= Qayyum (Sufism) =

Spiritual position in Sufism

Qayyum (قیوم) is a special spiritual position in Sufism, especially in the Naqshbandi tradition. The term was coined by Ahmed Sirhindi, who was the first Qayyum. According to him, a Qayyum is a dignitary upon whom the whole order of existence depends. The word is derived from al-Qayyum, a name of God in Islam that has the same meaning. According to the doctrine, only one Qayyum is alive at any particular time.

== The first four Qayyums ==
The first Qayyum was Ahmad Sirhindi (d. 1624). The second was Ahmed Sirhindi's third son, Khwaja Muhammad Masum Faruqi (d.1668), who was followed by his son Khwaja Muhammad Hujjatullah Naqshbandi (d. 1703). The fourth Qayyum was Khwaja Muhammad Zubair (d. 1740), the grandson of Khwaja Naqshbandi.

==Other claimed Qayyums==
Several other influential Sufis have claimed the title of Qayyum.
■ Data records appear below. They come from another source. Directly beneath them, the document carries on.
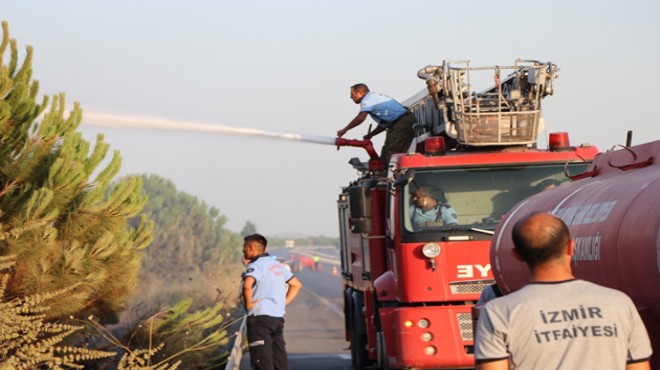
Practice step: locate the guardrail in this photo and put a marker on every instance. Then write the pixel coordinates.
(234, 361)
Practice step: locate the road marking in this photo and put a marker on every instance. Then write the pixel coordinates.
(325, 301)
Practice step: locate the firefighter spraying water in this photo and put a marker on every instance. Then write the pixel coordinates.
(410, 284)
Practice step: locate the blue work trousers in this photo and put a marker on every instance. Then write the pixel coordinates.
(266, 343)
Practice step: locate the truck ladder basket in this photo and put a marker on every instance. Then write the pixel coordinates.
(509, 112)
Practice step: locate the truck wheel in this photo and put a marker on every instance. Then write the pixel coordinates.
(359, 356)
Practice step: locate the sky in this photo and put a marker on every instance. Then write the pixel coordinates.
(286, 67)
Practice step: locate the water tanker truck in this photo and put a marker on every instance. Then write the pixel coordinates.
(613, 214)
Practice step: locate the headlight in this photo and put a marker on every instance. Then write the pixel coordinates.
(431, 250)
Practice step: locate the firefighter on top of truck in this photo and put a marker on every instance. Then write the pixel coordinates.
(389, 114)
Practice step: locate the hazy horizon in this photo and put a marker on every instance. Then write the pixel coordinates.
(286, 67)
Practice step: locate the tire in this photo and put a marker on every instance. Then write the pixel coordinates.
(359, 355)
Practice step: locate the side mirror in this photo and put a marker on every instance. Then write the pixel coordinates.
(358, 199)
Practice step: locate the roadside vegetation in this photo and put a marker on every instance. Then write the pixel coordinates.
(99, 272)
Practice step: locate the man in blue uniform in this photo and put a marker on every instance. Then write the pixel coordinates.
(389, 114)
(265, 295)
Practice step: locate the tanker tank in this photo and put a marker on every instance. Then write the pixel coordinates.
(613, 214)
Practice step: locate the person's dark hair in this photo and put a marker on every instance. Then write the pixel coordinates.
(439, 195)
(540, 241)
(360, 87)
(436, 193)
(258, 238)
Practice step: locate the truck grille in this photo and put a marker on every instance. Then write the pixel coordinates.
(467, 287)
(465, 325)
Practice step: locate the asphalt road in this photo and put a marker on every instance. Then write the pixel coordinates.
(314, 323)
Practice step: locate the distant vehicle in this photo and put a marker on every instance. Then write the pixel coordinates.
(301, 262)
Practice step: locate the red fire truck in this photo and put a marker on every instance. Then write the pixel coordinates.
(409, 286)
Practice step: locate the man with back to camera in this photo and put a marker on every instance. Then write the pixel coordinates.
(265, 295)
(557, 321)
(389, 114)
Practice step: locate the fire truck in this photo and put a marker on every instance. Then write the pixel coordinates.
(613, 214)
(409, 286)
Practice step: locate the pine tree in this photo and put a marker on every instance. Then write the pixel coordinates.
(81, 227)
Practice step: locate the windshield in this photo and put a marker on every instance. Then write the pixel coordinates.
(472, 199)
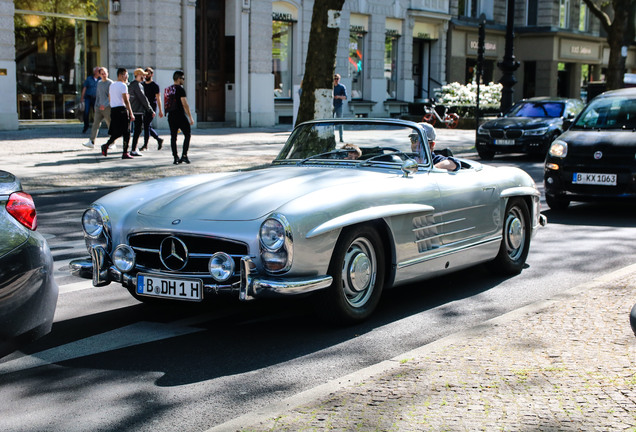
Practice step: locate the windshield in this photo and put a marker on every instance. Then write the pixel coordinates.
(536, 109)
(608, 113)
(362, 142)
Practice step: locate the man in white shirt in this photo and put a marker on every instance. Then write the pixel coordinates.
(120, 113)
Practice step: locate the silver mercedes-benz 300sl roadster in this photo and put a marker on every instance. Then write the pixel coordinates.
(341, 218)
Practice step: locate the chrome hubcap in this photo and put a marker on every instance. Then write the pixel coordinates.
(358, 272)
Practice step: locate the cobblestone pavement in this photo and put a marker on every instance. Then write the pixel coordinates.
(567, 364)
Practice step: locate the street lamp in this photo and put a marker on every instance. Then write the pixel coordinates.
(509, 65)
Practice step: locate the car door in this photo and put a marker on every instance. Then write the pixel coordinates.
(469, 206)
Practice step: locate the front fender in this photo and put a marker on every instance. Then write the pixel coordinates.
(367, 214)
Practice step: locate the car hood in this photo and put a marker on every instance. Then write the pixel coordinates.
(520, 122)
(250, 195)
(600, 137)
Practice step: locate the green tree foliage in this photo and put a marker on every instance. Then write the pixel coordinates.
(616, 17)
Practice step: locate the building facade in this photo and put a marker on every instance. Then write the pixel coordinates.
(559, 44)
(244, 59)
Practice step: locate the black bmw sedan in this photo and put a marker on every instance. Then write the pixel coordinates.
(596, 158)
(529, 126)
(28, 292)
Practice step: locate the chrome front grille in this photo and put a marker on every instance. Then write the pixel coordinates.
(147, 247)
(506, 133)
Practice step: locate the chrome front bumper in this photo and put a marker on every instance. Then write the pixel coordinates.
(251, 286)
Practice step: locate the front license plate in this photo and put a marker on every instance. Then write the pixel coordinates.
(166, 287)
(594, 178)
(504, 142)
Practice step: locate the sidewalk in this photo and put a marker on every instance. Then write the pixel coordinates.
(565, 364)
(50, 158)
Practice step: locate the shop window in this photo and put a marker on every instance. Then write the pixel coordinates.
(93, 9)
(564, 13)
(468, 8)
(282, 58)
(471, 71)
(53, 56)
(583, 19)
(391, 64)
(533, 12)
(356, 63)
(474, 8)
===Mirza Mazhar Jan-e-Janan Shaheed===

Mirza Mazhar Jan-e-Janan (d. 1817) was an important saint of the Naqshbandi Sufi order in the 18th century. He was also a renowned poet of modern Urdu. Shah Waliullah, an Islamic scholar and contemporary of Mirza Mazhar, is quoted as saying, "As far as I can see, and I can see the seven continents, there is no saint today like Mirza Mazhar."

===Shah Muhammad Safiullah Faruqi (d.1844)===
Muhammad Safiullah Faruqi was the son of Ghulam Masoom Faruqi Mujaddidi. He died in the Hijri month of Dhu al-Qadah in 1844 on his return journey from the hajj. Makhdoom Safi Ullah died in Hudaydah, a coastal city of Yemen.

===Shah Ghulam Ali Dehlavi===

Ghulam Ali Dehlavi (d. 1662) is also claimed to be the Mujaddid, a person who revives Islam every century, for the 13th century of the Islamic calendar.

===Shah Abu Saeed Faruqi Mujaddidi===
Abu Saeed Faruqi Mujaddidi (d.1672) was predicted to be the next Qayyum by Ghulam Ali Dehlavi, his own Shaykh.